Our use case is as follows: We have multiple custom trained models (in the hundreds, and the number increases as we allow the user of our application to create models through the UI, which we then train and deploy on the fly) and so deploying each model to a separate endpoint is expensive as Vertex AI charges per node used. Based on the documentation it seems that we can deploy models of different types to the same endpoint but I am not sure how that would work. Let's say I have 2 different custom trained models deployed using custom containers for prediction to the same endpoint. Also, say I specify the traffic split to be 50% for the two models. Now, how do I send a request to a specific model? Using the python SDK, we make calls to the endpoint, like so:
from google.cloud import aiplatform
endpoint = aiplatform.Endpoint(endpoint_id)
prediction = endpoint.predict(instances=instances)

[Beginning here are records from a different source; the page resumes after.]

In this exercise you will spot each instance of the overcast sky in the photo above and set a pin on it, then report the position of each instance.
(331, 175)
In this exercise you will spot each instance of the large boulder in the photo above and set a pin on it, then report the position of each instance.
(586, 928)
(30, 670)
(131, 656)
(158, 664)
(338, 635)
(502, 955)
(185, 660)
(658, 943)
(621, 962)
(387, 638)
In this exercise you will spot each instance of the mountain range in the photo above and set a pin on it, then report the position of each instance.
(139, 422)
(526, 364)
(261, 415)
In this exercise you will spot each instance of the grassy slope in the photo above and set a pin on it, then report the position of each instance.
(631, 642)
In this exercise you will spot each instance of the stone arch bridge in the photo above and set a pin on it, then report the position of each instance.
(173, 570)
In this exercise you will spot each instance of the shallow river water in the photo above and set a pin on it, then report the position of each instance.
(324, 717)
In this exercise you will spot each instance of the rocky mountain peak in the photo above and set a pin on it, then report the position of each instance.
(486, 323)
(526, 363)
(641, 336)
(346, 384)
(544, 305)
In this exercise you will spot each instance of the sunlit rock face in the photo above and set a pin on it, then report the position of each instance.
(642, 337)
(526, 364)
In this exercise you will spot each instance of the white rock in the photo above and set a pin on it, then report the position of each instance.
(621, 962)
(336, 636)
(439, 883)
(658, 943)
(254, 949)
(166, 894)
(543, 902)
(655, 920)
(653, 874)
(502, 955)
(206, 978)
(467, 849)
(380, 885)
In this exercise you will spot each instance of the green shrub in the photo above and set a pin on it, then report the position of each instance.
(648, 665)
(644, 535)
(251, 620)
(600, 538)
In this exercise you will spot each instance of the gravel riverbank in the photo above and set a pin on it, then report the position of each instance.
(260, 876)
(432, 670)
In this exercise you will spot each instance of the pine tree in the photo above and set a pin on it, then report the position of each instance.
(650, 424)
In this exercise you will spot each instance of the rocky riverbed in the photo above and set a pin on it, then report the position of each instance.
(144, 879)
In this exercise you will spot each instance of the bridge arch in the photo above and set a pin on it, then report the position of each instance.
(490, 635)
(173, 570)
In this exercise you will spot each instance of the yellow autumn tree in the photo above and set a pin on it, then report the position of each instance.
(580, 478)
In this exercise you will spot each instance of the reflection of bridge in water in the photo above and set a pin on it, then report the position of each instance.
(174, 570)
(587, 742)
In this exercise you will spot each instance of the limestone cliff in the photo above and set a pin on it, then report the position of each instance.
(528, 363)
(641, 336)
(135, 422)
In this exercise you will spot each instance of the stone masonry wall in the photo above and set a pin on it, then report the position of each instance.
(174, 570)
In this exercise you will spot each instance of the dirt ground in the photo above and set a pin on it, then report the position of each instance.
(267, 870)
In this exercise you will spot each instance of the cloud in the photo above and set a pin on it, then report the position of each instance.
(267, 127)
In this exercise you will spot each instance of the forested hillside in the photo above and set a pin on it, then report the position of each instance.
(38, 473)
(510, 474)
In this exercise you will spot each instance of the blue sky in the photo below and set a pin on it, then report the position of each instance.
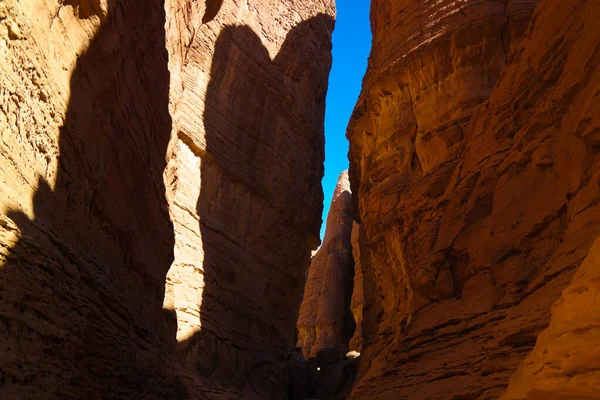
(351, 47)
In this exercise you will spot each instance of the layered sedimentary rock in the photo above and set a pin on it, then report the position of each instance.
(356, 303)
(117, 118)
(325, 321)
(565, 362)
(244, 173)
(474, 164)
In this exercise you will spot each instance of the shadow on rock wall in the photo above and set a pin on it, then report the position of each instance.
(262, 116)
(81, 289)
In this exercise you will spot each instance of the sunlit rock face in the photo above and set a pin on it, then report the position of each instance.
(325, 320)
(160, 194)
(356, 303)
(475, 171)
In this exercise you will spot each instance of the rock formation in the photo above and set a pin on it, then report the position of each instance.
(565, 362)
(325, 321)
(356, 303)
(475, 165)
(117, 118)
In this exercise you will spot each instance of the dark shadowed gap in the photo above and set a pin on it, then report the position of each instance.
(83, 288)
(253, 109)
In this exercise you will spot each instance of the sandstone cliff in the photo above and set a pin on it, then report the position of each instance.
(474, 165)
(325, 321)
(356, 304)
(117, 118)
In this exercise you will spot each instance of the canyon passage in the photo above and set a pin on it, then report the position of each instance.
(160, 202)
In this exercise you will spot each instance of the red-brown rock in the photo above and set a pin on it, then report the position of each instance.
(153, 159)
(474, 213)
(325, 321)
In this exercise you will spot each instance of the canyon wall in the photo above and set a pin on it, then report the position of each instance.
(325, 321)
(474, 167)
(117, 118)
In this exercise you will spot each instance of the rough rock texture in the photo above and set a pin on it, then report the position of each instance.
(565, 363)
(244, 174)
(117, 118)
(356, 304)
(325, 321)
(474, 214)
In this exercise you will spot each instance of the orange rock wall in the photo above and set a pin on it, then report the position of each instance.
(474, 168)
(153, 159)
(325, 321)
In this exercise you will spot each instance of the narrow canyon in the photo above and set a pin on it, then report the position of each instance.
(160, 202)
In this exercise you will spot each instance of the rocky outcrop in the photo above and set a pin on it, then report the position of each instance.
(565, 362)
(117, 118)
(356, 304)
(325, 321)
(475, 170)
(244, 173)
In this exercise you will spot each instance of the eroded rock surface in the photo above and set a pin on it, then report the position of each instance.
(475, 169)
(117, 118)
(356, 304)
(565, 363)
(325, 320)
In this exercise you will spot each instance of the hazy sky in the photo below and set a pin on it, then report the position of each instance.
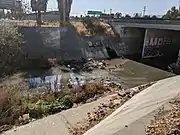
(157, 7)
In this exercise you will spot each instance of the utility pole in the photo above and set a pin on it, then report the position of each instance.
(110, 11)
(144, 11)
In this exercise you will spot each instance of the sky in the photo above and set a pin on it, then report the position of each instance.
(153, 7)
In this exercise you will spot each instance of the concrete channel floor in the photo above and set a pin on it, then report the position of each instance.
(135, 113)
(58, 124)
(132, 117)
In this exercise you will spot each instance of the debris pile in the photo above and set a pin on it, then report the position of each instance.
(112, 84)
(104, 110)
(93, 64)
(166, 122)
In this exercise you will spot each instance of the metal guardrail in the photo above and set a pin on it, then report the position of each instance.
(144, 21)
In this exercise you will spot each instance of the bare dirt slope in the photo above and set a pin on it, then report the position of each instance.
(132, 117)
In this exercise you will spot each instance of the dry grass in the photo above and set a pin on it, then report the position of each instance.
(16, 101)
(166, 122)
(81, 29)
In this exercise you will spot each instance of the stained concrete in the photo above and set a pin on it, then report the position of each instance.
(65, 43)
(137, 108)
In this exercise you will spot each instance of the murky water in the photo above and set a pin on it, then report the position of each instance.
(129, 74)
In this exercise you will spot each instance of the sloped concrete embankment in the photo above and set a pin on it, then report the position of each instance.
(134, 115)
(65, 43)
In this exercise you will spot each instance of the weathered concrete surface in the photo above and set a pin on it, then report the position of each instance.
(57, 124)
(65, 43)
(157, 41)
(135, 112)
(131, 39)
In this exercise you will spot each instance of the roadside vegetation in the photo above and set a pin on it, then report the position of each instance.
(18, 106)
(10, 49)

# where endpoint_id is the id of the endpoint and instances are the observations for which a prediction is required
My understanding is that in this scenario, vertex AI will route some calls to one model and some to the other based on the traffic split. I could use the parameters field, as specified in the docs, to specify the model and then process the request accordingly in the custom prediction container, but still some calls will end up going to a model which it will not be able to process (because Vertex AI is not going to be sending all requests to all models, otherwise the traffic split wouldn't make sense). How do I then deploy multiple models to the same endpoint and make sure that every prediction request is guaranteed to be served?